Час моего поста подошёл к концу внезапно. Я запомнил урок свой. Как Судья, я должен был быть менее снисходительным. Должен быть готов пойти на жертвы. Близко к сердцу я держал слова Брата моего Савелия, и я старался привыкнуть к ним. В качестве извинений, Брат Савелий позволил мне остудить мой пыл небольшой прогулкой по стенам. Он дал мне возможность изучить земли, сокрытые этими стенами, и ступить на самую великую из этих стен.
Каждый мой шаг вёл меня на вершину Матинфеевого кольца. Каждая ступень, каждая часть спиральной дорожки ввысь, вела меня к небесам. И когда мои уставшие стопы коснулись последней ступени — глаза мои пронзил яркий блеск. Я стоял на угольно-чёрном камне, гладком и холодном, раскрывая свой рот в удивлении. Мои глаза не могли оторваться от чудесного блеска и сияния вдали. Кристальный занавес, расстилающийся от конца до конца, закрывал людские взгляды от пасти Даемоновой.
«Так вот он какой… Горизонт…» — трепетно прошептал я, не отводя глаз от этого чуда. Впервые в жизни своей я взглянул на Божественное чудо. Барьер неизвестной природы. Необузданную человеком силу, сберегающую нас от глаз Даемонов. Подобной вещи мне никогда не приходилось видеть. Говорят, что никто не может объяснить природу этого барьера до сих пор. А для меня же этот переливающийся и сверкающий занавес — Божие творение. Последний подарок Отца-Создателя. Если не этот барьер, то, что ещё может объяснить нашу веру в него? Ничего. Ничего более.

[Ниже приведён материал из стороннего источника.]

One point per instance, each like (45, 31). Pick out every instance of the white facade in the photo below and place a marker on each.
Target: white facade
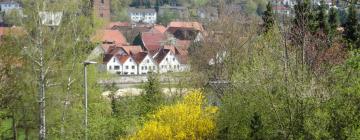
(147, 65)
(130, 67)
(169, 64)
(143, 15)
(114, 66)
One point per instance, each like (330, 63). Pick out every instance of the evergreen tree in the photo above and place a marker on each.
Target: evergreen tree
(351, 25)
(268, 18)
(322, 18)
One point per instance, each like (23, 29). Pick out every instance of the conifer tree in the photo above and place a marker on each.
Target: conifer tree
(268, 18)
(351, 31)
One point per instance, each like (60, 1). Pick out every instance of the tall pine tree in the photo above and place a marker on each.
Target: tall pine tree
(351, 26)
(268, 18)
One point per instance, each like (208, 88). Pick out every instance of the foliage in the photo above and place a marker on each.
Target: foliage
(268, 18)
(351, 33)
(167, 17)
(152, 96)
(187, 119)
(322, 18)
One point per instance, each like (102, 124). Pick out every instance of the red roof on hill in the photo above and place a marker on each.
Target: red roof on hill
(159, 28)
(117, 24)
(113, 36)
(152, 40)
(186, 25)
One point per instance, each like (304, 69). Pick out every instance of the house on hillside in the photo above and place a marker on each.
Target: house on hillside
(208, 14)
(102, 9)
(186, 30)
(137, 15)
(121, 64)
(167, 61)
(180, 11)
(110, 37)
(145, 63)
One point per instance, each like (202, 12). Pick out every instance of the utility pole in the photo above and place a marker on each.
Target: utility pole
(86, 63)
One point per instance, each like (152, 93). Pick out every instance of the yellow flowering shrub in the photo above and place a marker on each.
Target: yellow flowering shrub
(188, 119)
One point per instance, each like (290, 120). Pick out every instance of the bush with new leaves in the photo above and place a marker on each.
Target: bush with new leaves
(188, 119)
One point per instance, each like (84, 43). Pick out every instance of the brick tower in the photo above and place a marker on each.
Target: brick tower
(102, 9)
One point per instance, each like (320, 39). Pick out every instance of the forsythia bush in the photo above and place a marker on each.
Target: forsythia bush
(188, 119)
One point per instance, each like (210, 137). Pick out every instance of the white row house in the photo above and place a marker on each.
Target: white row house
(142, 15)
(125, 61)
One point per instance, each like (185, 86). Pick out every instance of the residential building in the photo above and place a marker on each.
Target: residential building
(142, 15)
(110, 37)
(102, 9)
(185, 30)
(167, 61)
(182, 13)
(145, 63)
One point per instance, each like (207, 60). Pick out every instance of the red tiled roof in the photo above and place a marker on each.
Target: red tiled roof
(186, 25)
(159, 28)
(280, 8)
(107, 58)
(132, 49)
(114, 36)
(183, 58)
(161, 55)
(152, 40)
(117, 24)
(122, 58)
(139, 57)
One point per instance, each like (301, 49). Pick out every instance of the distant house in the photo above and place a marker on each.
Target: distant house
(8, 5)
(110, 37)
(208, 13)
(185, 30)
(167, 61)
(102, 9)
(121, 64)
(152, 41)
(51, 18)
(180, 11)
(145, 63)
(142, 15)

Посещением великого Матинфеева кольца и закончился мой пост. Я годился в ряды Судей, по словам моих Братьев, но мне нужно было многому научиться. Вес, который несут грешники на своих плечах — вот, что я должен понять и найти. Множественные чувства должны работать во мне. Множественные детали должен я познать и запомнить, дабы глаз мой мог отличить грешного человека от пресвятого и Чистого. Брат Савелий даже поделился со мной нужными манускриптами, в которых описывались все известные детали, описывающие еретика, но… мне будет сложно забыть ту мрачную и жестокую картину. Как он вёл женщин и детей на костёр. Я… я должен привыкнуть к этому. Знаю, это выглядит мрачно, но я несу службу. Защищаю чистые души людей от греха и порока. Возможно, эти пути сделают из меня настоящего Рыцаря. Возможно, сквозь чужую боль и агонию я познаю смирение.
После ужина с Братьями и Сёстрами за одним столом я отправился в спальни Сёстер наших. С разрешения Пресвятых Матерей — мучениц и стражниц Сестёр наших — я мог спокойно ступать по коридорам и комнатам спальней этих. Навестить ту, что познала муки душ наших. Сестра Эли’за — так звали её Матеря — лежала в одиночестве. Её боль смогли усмирить, а её душу — успокоить. Только тело её, покрытое ожогами, никто не сможет исцелить. Она была оклеймована огнём, и это клеймо ей суждено носить всю её жизнь.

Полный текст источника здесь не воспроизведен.